Multi-LCB: LiveCodeBenchの複数プログラミング言語への拡張

要旨

LiveCodeBench（LCB）は近年、大規模言語モデル（LLM）のコード生成タスクを評価するための広く採用されたベンチマークとなっている。競技プログラミング問題を厳選し、新しい問題を継続的に追加し、リリース日でフィルタリングすることで、LCBは汚染を考慮した評価を提供し、コーディング能力の全体的な視点を示している。しかし、LCBは依然としてPythonに限定されており、LLMが実際のソフトウェアエンジニアリングで必要とされる多様なプログラミング言語にわたって一般化できるかどうかという疑問が残っている。我々は、Pythonを含む12のプログラミング言語にわたってLLMを評価するベンチマークであるMulti-LCBを導入する。Multi-LCBは、LCBデータセットのPythonタスクを他の言語の同等のタスクに変換し、LCBの汚染管理と評価プロトコルを維持する。元のLCB形式と完全に互換性があるため、Multi-LCBは将来のLCB更新を自動的に追跡し、言語横断的なコード生成能力の体系的な評価を可能にし、モデルがPythonを超えて性能を維持することを要求する。我々は、24のLLMをMulti-LCB上で指示追従と推論について評価し、Pythonへの過適合、言語固有の汚染、多言語性能の大幅な格差の証拠を明らかにした。結果は、Multi-LCBを多プログラミング言語コード評価のための厳格な新しいベンチマークとして確立し、LCBの主要な制限に直接対処し、現在のLLM能力における重要なギャップを露呈するものである。

English

LiveCodeBench (LCB) has recently become a widely adopted benchmark for evaluating large language models (LLMs) on code-generation tasks. By curating competitive programming problems, constantly adding fresh problems to the set, and filtering them by release dates, LCB provides contamination-aware evaluation and offers a holistic view of coding capability. However, LCB remains restricted to Python, leaving open the question of whether LLMs can generalize across the diverse programming languages required in real-world software engineering. We introduce Multi-LCB, a benchmark for evaluating LLMs across twelve programming languages, including Python. Multi-LCB transforms Python tasks from the LCB dataset into equivalent tasks in other languages while preserving LCB's contamination controls and evaluation protocol. Because it is fully compatible with the original LCB format, Multi-LCB will automatically track future LCB updates, enabling systematic assessment of cross-language code generation competence and requiring models to sustain performance well beyond Python.

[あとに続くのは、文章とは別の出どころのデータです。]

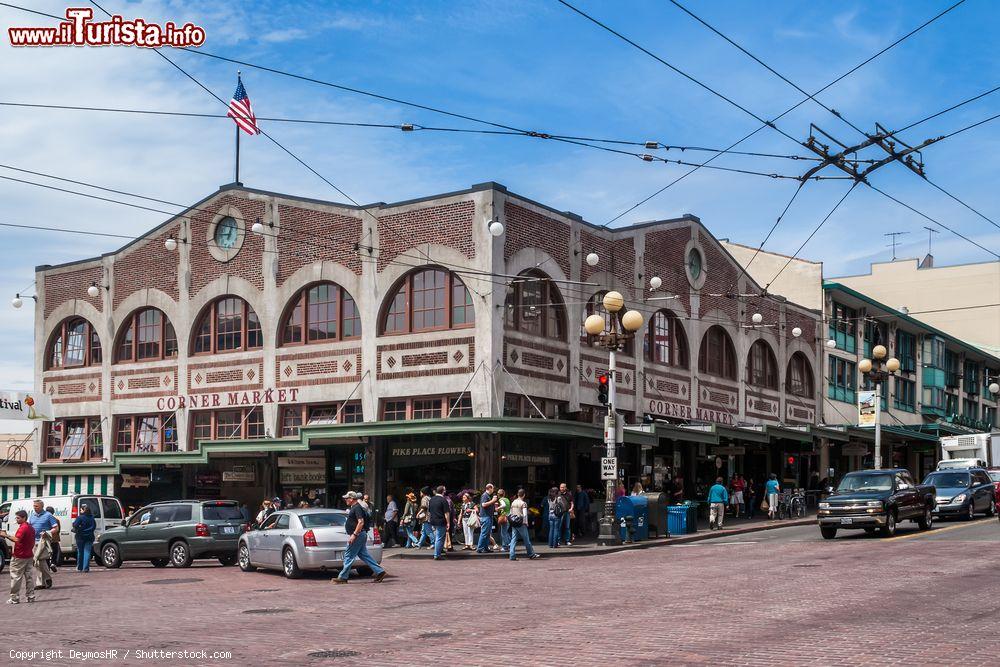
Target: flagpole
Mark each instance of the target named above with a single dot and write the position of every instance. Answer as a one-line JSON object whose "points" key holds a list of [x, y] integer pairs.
{"points": [[237, 179]]}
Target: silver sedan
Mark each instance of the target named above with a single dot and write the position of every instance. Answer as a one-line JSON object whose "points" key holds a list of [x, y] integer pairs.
{"points": [[302, 539]]}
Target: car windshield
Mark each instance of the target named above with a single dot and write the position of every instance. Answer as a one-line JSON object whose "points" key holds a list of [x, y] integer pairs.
{"points": [[866, 483], [322, 519], [221, 512], [948, 480]]}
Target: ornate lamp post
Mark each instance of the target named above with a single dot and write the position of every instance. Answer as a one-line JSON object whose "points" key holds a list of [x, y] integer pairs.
{"points": [[622, 326], [873, 368]]}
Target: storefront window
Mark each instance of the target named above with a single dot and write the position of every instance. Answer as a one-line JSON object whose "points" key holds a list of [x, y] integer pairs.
{"points": [[77, 439], [321, 313], [535, 306], [146, 433], [428, 300], [226, 325], [74, 343]]}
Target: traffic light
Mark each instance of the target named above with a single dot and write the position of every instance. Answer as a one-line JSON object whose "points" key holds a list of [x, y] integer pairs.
{"points": [[603, 385]]}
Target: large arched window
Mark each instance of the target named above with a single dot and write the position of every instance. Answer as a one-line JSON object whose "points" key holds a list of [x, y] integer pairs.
{"points": [[74, 343], [146, 335], [535, 306], [762, 368], [717, 355], [321, 313], [666, 342], [427, 300], [227, 324], [799, 380]]}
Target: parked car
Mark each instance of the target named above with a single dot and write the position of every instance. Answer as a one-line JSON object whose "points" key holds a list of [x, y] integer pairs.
{"points": [[175, 532], [963, 492], [876, 500], [106, 510], [303, 539]]}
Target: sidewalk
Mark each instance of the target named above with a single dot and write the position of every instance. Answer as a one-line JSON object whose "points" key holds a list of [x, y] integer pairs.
{"points": [[589, 547]]}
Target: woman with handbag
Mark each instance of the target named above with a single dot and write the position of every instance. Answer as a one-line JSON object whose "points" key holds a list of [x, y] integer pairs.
{"points": [[468, 515], [409, 520]]}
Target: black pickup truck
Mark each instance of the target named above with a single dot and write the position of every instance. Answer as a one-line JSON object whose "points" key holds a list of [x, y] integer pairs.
{"points": [[876, 500]]}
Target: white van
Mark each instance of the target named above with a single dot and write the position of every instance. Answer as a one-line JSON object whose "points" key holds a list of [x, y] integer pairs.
{"points": [[106, 510]]}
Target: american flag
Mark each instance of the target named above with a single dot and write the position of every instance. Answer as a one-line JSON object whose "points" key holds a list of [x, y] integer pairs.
{"points": [[241, 111]]}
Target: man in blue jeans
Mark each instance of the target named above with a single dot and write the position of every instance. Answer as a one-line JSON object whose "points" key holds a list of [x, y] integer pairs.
{"points": [[487, 504], [356, 527], [439, 518]]}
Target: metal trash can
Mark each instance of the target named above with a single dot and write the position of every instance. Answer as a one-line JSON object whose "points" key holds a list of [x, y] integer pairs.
{"points": [[657, 509], [632, 513]]}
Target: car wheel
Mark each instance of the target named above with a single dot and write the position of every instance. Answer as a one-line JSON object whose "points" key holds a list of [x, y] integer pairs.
{"points": [[288, 564], [927, 520], [180, 554], [890, 525], [243, 558], [111, 556]]}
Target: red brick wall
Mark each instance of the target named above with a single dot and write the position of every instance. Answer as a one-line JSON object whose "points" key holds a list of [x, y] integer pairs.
{"points": [[63, 287], [147, 264], [527, 229], [248, 263], [617, 257], [664, 257], [448, 225], [311, 236]]}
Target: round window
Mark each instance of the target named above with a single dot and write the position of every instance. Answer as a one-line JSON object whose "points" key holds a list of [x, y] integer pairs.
{"points": [[694, 264]]}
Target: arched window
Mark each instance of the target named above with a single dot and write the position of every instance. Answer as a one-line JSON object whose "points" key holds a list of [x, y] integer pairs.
{"points": [[762, 368], [535, 306], [323, 312], [799, 381], [227, 324], [666, 342], [74, 343], [146, 335], [717, 355], [595, 306], [428, 300]]}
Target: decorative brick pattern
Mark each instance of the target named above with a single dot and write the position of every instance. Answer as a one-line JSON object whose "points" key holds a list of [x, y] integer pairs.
{"points": [[527, 229], [435, 357], [147, 264], [69, 285], [303, 235], [448, 225], [248, 263], [318, 367]]}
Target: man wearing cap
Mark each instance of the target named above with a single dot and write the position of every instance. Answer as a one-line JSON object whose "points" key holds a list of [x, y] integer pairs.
{"points": [[358, 522]]}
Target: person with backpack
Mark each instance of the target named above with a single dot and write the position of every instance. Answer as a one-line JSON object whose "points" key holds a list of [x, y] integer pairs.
{"points": [[517, 519], [557, 508], [356, 527]]}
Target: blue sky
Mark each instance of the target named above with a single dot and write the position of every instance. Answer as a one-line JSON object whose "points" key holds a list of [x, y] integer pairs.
{"points": [[532, 65]]}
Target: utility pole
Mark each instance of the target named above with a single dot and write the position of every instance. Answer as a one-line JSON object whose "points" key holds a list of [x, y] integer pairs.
{"points": [[893, 236]]}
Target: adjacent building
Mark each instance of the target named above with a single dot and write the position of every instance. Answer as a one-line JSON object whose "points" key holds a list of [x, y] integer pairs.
{"points": [[264, 344]]}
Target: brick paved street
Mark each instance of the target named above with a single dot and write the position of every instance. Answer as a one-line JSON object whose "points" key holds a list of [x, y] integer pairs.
{"points": [[782, 597]]}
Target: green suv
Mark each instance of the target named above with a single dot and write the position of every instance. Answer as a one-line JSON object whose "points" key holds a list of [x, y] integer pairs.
{"points": [[175, 532]]}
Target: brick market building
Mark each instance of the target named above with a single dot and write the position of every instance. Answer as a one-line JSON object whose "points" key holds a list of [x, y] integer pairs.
{"points": [[261, 343]]}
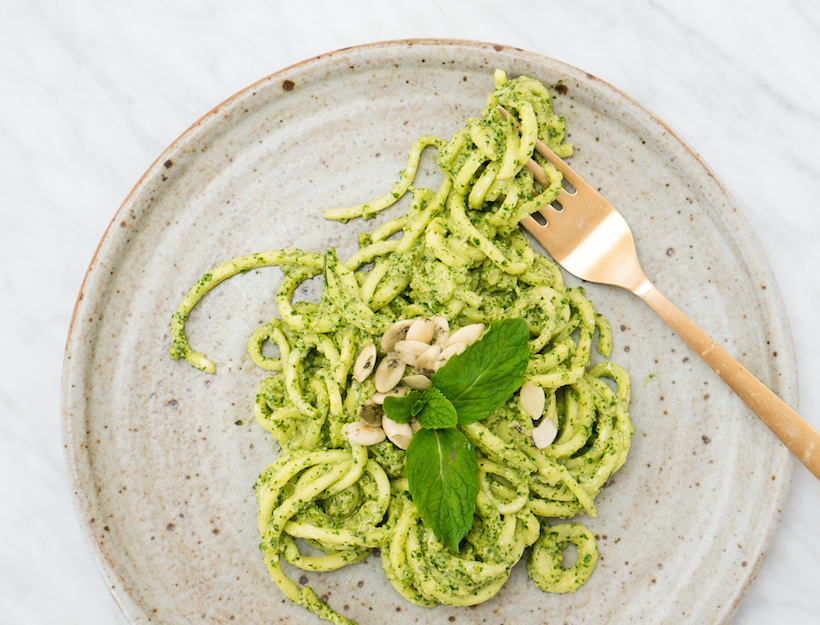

We evaluated 24 LLMs for instruction and reasoning on Multi-LCB, uncovering evidence of Python overfitting, language-specific contamination, and substantial disparities in multilingual performance. Our results establish Multi-LCB as a rigorous new benchmark for multi-programming-language code evaluation, directly addressing LCB's primary limitation and exposing critical gaps in current LLM capabilities.